Dem Band ist eine DVD beigefügt, die neben Kurzinterviews mit den Autoren
und Autorinnen auch vielfältiges medienkünstlerisches Material bietet.
Derrick de Kerckhove (Prof. Dr.) ist Leiter des McLuhan-Programms für Kultur
und Technologie in Toronto, Kanada. Seine Forschungsschwerpunkte sind
Neurophysiologie der Medien sowie kulturelle Auswirkungen digitaler Medien.
Martina Leeker (Prof. Dr.) ist Juniorprofessorin für Theater und Medien an
der Universität Bayreuth. Ihre Forschungsschwerpunkte sind Theatergeschichte
der Medien und Mediengeschichte des Theaters.
Kerstin Schmidt (Dr. phil.) unterrichtet amerikanische Literatur und Kultur
am Amerika-Institut der Ludwig-Maximilians-Universität München. Ihre
Forschungsschwerpunkte sind amerikanische Literatur und Kultur des 19. und
20. Jahrhunderts, Drama und Theater der Postmoderne sowie Theorien von
Räumlichkeit in amerikanischer Literatur, Photographie und Architektur.
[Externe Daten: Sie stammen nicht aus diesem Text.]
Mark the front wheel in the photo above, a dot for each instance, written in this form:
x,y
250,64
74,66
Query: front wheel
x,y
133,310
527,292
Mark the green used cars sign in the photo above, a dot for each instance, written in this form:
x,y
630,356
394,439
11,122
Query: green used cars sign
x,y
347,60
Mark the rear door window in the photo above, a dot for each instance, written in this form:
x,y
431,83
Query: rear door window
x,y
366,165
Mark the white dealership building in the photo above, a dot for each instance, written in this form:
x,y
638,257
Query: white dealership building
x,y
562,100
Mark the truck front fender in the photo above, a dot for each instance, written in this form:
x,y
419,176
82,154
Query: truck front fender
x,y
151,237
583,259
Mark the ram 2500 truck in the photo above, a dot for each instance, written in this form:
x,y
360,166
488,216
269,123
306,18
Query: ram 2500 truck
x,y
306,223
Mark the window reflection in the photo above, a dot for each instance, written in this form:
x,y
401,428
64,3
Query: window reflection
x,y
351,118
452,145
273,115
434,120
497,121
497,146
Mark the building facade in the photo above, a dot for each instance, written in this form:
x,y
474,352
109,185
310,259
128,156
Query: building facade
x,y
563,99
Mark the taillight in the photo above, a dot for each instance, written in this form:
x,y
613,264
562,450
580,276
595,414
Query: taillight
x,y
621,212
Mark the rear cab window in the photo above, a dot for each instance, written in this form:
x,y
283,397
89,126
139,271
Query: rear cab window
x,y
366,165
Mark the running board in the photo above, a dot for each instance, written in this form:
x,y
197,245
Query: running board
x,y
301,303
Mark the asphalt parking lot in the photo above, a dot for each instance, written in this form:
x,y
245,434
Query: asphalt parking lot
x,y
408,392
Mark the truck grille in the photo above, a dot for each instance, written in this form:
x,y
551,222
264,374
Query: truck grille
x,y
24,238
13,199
Weitere Informationen und Leseproben finden Sie unter:
http://www.transcript-verlag.de/ts762/ts762.php
Miriam Horn schreibt:
Trotz der innovativen und rhetorisch nachhaltigen
Inbegriffe wie "global village" oder "the medium
is the message" verweigern sich viele Botschaften
des kanadischen Medien- und Kulturtheoretikers
(1911-1980) oft einer perspektivischen Deutung.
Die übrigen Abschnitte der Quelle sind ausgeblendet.